The Chequers blueprint offers a ray of light within the Brexit bleakness. As European Chief Negotiator for the UK Michel Barnier recently stated, the talks can be “de-dramatized” and there is still time and willingness to get closer to a workable agreement. Both sides have drawn red lines to an overall Brexit plan, but this is the first time the UK has laid serious detail on the table to negotiate. The bigger question is whether Theresa May can prevail long enough to get the UK back to the negotiating table?
This Charming Man – The Smiths, 1983 – “He knows so much about these things.”
Barnier is no stranger to the asset management industry. The 67-year-old French career politician has held an unprecedented two terms as European Commissioner responsible for the EU internal market brief, which exposed him directly to managers. Barnier chooses his words very carefully, representing the European style of politics, defined by quiet diplomacy and tactful concessions. He is well versed in navigating complexity, since his role is to coordinate with 27 governments, 27 national parliaments, the European parliament, and the EU Commission. He sees his role as “a technical job” and not overtly political. Whatever a post-Brexit world looks like, Barnier’s stock will have risen with his deft handling of the first phase. If there is a pragmatic solution available within the legislative construct, Barnier will broker the compromise.
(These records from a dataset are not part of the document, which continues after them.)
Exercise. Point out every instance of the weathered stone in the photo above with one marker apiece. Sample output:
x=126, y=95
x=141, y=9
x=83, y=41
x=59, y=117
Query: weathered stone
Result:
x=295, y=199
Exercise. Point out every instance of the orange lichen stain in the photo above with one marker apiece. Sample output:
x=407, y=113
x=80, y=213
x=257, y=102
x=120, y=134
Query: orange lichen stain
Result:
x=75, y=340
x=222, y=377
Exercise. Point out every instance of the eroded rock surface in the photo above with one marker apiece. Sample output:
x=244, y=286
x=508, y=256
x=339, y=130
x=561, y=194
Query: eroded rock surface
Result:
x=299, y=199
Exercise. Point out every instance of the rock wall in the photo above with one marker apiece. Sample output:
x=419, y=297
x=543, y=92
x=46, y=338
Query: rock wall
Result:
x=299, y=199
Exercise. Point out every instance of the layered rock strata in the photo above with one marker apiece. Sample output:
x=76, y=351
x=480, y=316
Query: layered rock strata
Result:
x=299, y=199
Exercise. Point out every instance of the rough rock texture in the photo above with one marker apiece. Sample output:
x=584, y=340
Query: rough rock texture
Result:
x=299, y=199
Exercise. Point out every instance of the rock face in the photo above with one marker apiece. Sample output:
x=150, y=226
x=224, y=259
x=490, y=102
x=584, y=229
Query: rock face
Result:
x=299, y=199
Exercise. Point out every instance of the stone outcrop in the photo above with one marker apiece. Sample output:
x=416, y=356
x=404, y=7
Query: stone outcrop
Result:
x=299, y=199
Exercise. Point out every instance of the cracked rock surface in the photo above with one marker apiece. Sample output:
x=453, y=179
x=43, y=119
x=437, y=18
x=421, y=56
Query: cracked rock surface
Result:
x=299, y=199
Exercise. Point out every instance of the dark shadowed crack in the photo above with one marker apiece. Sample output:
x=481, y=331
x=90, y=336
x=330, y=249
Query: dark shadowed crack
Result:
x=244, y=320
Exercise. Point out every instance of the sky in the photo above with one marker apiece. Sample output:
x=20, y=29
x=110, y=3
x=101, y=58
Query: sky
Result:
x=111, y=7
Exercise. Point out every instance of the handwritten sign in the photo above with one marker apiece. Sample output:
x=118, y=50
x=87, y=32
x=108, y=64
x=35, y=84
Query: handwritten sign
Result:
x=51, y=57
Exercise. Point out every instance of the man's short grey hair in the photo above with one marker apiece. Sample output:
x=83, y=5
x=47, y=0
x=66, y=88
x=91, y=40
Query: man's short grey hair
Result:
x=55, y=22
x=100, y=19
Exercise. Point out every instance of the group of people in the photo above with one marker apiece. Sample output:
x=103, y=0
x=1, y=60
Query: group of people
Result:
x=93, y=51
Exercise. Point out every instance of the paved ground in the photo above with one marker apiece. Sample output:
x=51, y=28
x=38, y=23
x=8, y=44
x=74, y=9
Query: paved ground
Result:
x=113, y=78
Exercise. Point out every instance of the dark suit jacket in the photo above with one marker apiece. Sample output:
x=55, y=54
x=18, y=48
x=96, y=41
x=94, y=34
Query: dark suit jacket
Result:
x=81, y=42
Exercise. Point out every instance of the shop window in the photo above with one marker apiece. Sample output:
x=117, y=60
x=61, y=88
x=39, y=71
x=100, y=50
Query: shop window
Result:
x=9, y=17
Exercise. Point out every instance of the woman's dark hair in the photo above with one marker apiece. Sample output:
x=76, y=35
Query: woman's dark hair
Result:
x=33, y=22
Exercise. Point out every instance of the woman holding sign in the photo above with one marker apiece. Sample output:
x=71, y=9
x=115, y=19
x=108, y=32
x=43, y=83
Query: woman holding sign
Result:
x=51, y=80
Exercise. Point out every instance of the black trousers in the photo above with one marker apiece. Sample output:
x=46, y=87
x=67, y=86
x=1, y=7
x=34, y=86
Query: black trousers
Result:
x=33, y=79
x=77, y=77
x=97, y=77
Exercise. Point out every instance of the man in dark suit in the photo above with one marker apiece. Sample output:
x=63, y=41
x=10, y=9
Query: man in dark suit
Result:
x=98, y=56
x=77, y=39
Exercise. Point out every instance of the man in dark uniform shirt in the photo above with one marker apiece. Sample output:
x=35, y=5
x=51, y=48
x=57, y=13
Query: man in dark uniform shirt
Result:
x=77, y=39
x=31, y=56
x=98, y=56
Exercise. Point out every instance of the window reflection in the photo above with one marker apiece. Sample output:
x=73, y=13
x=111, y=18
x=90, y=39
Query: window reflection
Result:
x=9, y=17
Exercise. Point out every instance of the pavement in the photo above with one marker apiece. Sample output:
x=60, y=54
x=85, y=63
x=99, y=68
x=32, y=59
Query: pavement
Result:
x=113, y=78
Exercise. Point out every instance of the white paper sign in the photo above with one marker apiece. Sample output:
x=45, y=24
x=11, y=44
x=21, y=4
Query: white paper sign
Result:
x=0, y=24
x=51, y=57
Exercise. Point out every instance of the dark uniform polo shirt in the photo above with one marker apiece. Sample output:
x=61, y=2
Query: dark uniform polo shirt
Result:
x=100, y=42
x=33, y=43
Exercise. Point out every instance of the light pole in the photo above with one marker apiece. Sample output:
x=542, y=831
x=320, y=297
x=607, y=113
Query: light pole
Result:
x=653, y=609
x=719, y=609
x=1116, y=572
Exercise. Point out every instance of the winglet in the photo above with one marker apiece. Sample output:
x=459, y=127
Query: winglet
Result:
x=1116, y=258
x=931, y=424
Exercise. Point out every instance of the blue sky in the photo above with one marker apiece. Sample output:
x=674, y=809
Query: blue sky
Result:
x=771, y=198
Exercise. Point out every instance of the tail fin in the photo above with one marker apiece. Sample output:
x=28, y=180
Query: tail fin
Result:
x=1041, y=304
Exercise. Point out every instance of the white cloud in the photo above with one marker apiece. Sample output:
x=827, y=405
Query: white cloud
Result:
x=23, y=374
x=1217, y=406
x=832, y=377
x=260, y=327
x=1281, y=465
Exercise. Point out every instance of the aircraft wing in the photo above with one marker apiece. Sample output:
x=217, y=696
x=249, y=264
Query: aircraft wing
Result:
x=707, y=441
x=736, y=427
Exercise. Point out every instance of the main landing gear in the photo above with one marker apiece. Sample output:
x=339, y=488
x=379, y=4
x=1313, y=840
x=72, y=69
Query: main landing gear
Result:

Barnier’s most recent statement before taking a well-deserved vacation in advance of the next round of talks is indicative that the EU and UK are getting closer at least to singing in tune together.
Heroes – David Bowie, 1977 – “Though nothing, nothing, will keep us together, We can beat them, forever and ever, We can be heroes just for one day.”
Throughout the Brexit process, the prevailing narrative has been that Brexit is so irretractable and the two divorcing parties so far apart philosophically that disaster is inevitable. Many have said talk of deals is naïve and that there was and remains little to no chance of avoiding a no deal Brexit.
It is no secret that the EU negotiating team has been surprised at times, by the lack of British preparation in the initial stages of dialogue. However recent signs are that a more cordial and productive engagement has emerged in the talks. Of course, like in life, the divorce negotiation is made up of both well-rehearsed public utterances and private impromptu arguments but either way, diplomatic dialogue continues. That can be deemed progress. Many of the naysayers have either quieted or walked away from the process. However, with champions of a Hard Brexit losing public support and credibility, it is now increasingly likely that softer tones will emerge along with new heroes from the UK camp.
In terms of asset management, the UK has recently made it clear that without certain concessions on the EU side it is difficult to see how the UK can allow unfettered access to EU entities and funds, such as UCITS to the lucrative UK fund distribution market. It’s not that the UK has no leverage in making deals on financial services. There are many reciprocal areas where both sides know a little give and take is needed to ensure neither party is disproportionately damaged.
You Can’t Always Get What You Want – The Rolling Stones, 1969 – “But if you try sometimes, you might just find, you get what you need.”